Eternal PunishmentNovember 13, 2008
I’ve been intrigued by the Megami Tensei series (intensely informative history at HG101) ever since SMT3 appeared on the huge swag bags at Tokyo Game Show 2002. I found Persona 2: Eternal Punishment in the huge box of Japanese video games my friend Andy sent me in 2003, and I have also picked up Shin Megami Tensei 3: Nocturne and Digital Devil Saga on my Shinjuku game shopping ventures. Some of my most trusted sources of gaming recommendations, Richmond Scott and Sendai Tom, have strongly recommended SMT games to me. But I have yet to get very deep into any of these games yet.
Lately I finished Etrian Odyssey, and I was ready for a similarly technical but more story-intensive, more mature, more geekoutable adventure. With Persona 3: FES available for cheap these days, and Persona 4 still pretty fresh, I thought that it was a perfect time to finally start in on Persona 2. My upcoming bacheloric geeking out period, between the time the lady goes to Japan and the time when I go to meet her, will grant me lots of game playing time. I intend to spend lots of time with Nathaniel at Ann & Jules’s house, playing games and watching Star Trek and eating delicious snacks.
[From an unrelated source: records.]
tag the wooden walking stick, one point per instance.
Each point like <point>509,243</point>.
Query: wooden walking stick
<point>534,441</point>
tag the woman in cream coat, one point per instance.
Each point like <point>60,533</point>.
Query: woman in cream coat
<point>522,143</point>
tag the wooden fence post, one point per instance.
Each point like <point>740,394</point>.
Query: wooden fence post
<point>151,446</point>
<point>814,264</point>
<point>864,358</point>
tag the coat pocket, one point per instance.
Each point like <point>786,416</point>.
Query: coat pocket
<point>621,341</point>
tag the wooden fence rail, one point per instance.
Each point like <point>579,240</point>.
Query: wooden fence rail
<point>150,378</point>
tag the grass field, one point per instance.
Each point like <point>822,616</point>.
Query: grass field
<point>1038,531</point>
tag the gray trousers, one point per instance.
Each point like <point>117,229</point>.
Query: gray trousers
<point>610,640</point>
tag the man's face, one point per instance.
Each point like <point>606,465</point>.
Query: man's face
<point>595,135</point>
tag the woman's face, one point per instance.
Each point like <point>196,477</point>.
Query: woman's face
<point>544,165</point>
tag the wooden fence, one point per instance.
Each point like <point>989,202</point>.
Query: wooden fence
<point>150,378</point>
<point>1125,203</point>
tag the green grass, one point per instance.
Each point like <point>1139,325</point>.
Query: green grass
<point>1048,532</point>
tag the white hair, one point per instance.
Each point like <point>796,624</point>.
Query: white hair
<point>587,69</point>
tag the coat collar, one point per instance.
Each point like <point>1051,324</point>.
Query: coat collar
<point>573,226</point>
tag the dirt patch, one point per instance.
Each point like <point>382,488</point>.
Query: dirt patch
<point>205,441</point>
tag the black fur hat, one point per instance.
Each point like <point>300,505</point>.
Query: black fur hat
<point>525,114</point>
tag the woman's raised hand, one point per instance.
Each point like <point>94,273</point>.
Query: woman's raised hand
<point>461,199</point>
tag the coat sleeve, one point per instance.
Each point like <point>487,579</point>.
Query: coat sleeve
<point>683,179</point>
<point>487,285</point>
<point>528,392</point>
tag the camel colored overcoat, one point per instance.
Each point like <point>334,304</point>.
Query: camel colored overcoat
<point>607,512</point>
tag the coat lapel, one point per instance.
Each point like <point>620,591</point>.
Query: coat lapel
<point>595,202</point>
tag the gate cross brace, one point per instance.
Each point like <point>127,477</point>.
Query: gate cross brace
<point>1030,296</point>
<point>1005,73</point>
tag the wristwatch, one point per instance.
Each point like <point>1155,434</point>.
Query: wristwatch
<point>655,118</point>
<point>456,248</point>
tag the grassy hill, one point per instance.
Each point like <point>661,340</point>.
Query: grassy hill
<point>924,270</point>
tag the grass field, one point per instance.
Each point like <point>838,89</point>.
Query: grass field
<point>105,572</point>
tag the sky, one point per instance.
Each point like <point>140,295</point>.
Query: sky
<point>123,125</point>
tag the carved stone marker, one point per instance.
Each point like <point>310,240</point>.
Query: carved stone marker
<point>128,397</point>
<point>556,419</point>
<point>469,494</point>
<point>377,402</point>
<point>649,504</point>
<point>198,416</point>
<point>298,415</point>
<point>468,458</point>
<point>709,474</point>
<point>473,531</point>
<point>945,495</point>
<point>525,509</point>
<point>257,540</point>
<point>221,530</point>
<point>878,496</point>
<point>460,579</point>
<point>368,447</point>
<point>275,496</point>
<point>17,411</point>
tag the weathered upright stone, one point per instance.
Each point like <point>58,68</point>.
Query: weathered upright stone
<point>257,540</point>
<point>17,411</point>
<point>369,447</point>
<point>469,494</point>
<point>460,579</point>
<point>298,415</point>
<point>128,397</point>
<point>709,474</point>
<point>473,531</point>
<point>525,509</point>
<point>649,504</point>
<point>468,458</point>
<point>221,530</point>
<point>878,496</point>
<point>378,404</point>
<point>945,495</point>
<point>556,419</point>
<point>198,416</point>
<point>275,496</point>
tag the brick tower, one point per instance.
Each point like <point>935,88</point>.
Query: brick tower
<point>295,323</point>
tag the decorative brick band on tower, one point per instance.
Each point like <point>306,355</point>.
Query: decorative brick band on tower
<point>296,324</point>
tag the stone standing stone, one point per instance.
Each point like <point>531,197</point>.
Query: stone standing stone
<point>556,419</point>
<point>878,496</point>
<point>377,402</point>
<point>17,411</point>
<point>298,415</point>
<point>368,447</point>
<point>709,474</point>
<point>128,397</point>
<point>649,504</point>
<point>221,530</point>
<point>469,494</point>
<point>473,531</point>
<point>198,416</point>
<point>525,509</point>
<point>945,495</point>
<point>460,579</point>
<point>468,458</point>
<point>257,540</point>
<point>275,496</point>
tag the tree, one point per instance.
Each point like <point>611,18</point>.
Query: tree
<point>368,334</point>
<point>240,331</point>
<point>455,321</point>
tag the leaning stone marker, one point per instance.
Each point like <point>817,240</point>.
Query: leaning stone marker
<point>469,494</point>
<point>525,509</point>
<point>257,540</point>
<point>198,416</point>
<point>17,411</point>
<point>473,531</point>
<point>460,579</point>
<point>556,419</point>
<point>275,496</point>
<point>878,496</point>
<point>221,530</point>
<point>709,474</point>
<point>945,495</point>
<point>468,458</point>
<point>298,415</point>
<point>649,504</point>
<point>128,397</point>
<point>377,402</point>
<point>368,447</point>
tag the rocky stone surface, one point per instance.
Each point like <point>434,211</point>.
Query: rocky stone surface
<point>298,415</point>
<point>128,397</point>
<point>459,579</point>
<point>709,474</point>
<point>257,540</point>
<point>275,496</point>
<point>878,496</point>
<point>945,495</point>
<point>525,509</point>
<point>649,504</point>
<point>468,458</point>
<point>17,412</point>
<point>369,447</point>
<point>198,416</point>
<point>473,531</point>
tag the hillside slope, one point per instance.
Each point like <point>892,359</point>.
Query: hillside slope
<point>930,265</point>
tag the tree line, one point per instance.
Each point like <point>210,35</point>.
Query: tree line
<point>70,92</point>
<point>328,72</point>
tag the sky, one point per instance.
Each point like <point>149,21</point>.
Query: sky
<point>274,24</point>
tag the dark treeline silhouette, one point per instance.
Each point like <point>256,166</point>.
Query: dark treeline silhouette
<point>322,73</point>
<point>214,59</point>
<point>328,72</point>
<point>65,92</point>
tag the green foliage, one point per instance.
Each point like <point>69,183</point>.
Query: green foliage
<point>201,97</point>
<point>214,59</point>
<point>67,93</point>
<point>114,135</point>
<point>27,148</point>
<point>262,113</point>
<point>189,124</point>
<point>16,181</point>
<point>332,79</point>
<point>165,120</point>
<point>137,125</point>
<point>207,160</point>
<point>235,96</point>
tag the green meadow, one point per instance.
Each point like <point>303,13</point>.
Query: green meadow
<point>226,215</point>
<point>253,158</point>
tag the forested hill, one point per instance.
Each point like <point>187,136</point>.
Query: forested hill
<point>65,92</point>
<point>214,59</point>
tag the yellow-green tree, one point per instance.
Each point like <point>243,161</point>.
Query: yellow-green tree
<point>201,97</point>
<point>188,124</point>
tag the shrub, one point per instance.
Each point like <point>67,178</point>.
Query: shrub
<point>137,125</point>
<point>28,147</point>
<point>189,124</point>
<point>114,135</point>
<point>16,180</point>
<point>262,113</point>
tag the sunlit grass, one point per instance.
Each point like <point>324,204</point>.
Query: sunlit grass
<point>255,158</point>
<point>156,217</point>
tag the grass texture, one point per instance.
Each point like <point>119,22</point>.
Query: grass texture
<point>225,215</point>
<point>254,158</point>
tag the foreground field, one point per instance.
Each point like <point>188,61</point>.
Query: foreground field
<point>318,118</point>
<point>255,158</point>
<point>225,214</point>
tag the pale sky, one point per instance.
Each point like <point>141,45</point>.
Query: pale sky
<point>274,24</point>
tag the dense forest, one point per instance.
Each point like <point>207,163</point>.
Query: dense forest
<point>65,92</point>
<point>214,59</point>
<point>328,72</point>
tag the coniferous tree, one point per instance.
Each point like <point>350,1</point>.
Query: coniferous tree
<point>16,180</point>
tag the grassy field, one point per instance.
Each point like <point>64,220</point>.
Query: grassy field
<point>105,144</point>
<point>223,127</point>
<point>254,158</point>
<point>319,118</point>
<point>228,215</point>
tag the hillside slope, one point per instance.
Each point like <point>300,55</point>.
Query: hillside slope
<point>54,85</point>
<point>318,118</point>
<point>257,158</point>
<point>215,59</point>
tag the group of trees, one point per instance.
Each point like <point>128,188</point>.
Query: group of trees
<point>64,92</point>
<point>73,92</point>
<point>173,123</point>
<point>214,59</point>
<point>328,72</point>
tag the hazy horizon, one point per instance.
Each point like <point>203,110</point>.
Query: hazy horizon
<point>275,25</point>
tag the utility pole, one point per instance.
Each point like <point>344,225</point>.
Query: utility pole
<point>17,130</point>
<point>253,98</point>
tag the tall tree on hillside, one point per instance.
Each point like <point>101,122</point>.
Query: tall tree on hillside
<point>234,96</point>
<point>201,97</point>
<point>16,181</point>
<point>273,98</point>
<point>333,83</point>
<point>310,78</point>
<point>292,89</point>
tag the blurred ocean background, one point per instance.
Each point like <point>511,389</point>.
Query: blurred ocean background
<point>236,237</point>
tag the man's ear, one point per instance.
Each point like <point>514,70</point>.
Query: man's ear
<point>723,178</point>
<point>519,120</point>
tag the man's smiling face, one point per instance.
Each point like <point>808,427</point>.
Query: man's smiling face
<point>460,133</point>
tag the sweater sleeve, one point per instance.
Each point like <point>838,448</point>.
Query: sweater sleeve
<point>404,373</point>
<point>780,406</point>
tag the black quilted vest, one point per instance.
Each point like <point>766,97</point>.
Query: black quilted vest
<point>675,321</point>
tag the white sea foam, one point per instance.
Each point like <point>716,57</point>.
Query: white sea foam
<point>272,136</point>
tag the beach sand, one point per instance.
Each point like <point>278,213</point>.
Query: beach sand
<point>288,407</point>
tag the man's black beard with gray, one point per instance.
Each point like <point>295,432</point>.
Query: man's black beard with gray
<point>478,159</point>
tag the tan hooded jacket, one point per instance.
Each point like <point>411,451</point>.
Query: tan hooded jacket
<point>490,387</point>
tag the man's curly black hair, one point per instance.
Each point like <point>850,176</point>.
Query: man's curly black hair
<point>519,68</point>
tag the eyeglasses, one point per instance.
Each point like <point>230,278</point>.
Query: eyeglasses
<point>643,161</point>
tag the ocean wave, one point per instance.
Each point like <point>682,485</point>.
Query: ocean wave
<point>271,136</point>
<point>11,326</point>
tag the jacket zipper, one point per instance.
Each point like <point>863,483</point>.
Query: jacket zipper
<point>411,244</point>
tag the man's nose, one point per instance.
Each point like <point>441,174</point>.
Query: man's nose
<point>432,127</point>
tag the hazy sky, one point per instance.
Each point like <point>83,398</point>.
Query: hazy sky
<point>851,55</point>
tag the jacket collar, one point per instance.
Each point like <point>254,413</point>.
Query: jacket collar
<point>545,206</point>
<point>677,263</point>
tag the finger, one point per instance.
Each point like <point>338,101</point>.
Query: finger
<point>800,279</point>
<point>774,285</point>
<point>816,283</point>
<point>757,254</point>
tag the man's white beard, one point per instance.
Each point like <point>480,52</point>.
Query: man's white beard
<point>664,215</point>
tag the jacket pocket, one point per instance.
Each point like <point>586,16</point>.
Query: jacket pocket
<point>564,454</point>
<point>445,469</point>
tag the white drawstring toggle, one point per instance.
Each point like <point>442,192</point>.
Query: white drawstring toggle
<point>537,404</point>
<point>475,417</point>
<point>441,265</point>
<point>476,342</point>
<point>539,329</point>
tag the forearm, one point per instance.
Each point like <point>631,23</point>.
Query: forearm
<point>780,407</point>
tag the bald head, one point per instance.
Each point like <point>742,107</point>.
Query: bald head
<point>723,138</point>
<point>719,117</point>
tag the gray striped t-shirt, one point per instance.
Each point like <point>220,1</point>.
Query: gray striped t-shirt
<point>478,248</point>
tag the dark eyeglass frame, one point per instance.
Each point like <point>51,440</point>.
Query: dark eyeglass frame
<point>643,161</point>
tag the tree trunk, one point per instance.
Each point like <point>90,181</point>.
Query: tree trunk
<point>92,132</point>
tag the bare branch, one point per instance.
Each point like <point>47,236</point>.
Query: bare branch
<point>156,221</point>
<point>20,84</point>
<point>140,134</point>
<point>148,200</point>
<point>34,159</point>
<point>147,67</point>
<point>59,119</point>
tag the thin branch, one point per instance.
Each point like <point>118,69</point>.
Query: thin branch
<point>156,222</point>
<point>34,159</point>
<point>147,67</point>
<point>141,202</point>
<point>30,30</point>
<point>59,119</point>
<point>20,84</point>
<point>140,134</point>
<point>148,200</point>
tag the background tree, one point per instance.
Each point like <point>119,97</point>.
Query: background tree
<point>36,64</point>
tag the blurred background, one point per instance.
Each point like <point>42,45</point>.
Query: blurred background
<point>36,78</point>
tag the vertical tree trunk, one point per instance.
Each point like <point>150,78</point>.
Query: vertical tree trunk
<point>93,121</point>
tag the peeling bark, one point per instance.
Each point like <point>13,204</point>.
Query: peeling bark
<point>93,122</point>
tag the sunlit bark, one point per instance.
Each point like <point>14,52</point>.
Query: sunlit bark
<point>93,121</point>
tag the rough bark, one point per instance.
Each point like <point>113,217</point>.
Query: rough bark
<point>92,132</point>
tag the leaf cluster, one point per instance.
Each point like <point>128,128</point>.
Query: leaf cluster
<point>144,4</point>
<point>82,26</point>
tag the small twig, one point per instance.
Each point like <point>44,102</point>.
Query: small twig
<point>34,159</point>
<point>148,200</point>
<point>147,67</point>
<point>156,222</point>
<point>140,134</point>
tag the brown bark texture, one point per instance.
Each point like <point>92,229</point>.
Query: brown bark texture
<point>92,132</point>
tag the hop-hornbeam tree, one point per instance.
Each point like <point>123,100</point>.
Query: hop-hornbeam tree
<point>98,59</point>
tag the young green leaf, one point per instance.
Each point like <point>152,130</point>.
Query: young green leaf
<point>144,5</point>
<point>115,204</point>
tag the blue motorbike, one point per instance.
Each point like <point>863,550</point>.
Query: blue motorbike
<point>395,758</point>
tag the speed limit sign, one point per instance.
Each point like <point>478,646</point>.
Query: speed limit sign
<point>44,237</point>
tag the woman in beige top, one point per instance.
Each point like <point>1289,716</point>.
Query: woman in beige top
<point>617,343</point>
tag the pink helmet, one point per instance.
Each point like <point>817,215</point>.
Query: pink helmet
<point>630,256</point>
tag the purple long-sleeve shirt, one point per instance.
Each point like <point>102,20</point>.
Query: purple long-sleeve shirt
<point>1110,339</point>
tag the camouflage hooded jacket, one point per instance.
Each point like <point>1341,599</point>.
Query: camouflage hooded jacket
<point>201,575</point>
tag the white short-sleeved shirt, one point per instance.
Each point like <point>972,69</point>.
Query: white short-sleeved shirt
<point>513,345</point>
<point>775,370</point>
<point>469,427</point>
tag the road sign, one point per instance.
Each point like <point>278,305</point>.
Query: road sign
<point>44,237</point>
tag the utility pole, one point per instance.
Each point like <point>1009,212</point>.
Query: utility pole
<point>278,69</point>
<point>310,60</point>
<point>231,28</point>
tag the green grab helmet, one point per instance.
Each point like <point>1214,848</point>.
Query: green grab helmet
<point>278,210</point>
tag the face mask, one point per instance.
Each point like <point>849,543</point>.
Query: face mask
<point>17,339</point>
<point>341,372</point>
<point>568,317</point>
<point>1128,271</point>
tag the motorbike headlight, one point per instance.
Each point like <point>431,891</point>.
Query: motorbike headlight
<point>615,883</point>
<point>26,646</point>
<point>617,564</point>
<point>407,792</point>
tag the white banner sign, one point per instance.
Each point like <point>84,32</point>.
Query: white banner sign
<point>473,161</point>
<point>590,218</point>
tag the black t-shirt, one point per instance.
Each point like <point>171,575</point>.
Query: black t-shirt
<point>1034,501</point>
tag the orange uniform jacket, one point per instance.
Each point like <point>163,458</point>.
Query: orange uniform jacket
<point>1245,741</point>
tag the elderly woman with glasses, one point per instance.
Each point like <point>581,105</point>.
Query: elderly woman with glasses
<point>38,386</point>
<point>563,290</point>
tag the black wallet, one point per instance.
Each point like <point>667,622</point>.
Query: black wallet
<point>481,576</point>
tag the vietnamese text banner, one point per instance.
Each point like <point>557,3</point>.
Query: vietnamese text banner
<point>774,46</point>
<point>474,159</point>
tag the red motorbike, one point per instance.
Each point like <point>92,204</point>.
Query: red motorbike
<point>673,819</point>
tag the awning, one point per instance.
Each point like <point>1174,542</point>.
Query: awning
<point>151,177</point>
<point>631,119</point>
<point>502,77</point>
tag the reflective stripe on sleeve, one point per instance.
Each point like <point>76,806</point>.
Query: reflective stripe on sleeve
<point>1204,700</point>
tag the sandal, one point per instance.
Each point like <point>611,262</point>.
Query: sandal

Sometimes I get worried that playing old games when there are so many exciting new games coming out is somehow not the best use of my leisure time. Playing new games adds the enjoyment of discussing the game with others who are playing around the same time as me, being relevant when I post about my experiences, and generally feeling like part of a fan community.
But just yesterday I brought my Japanese PS2 home from the office with the intention of starting Persona 2, and then today I got the email announcement from Atlus USA that they’re reprinting the English localization of that very game! This instantly lent currency and weight to my playing of the game; now thousands of people will be playing or replaying that game in anticipation of Persona 4, at the same time as me. Atlus keeps bringing over games that never would have been considered a decade ago; they keep producing careful, gratifying localizations; they keep encouraging and enriching the fan community; and now they even revive classic but overlooked games just for the fun of it. What a terrific company.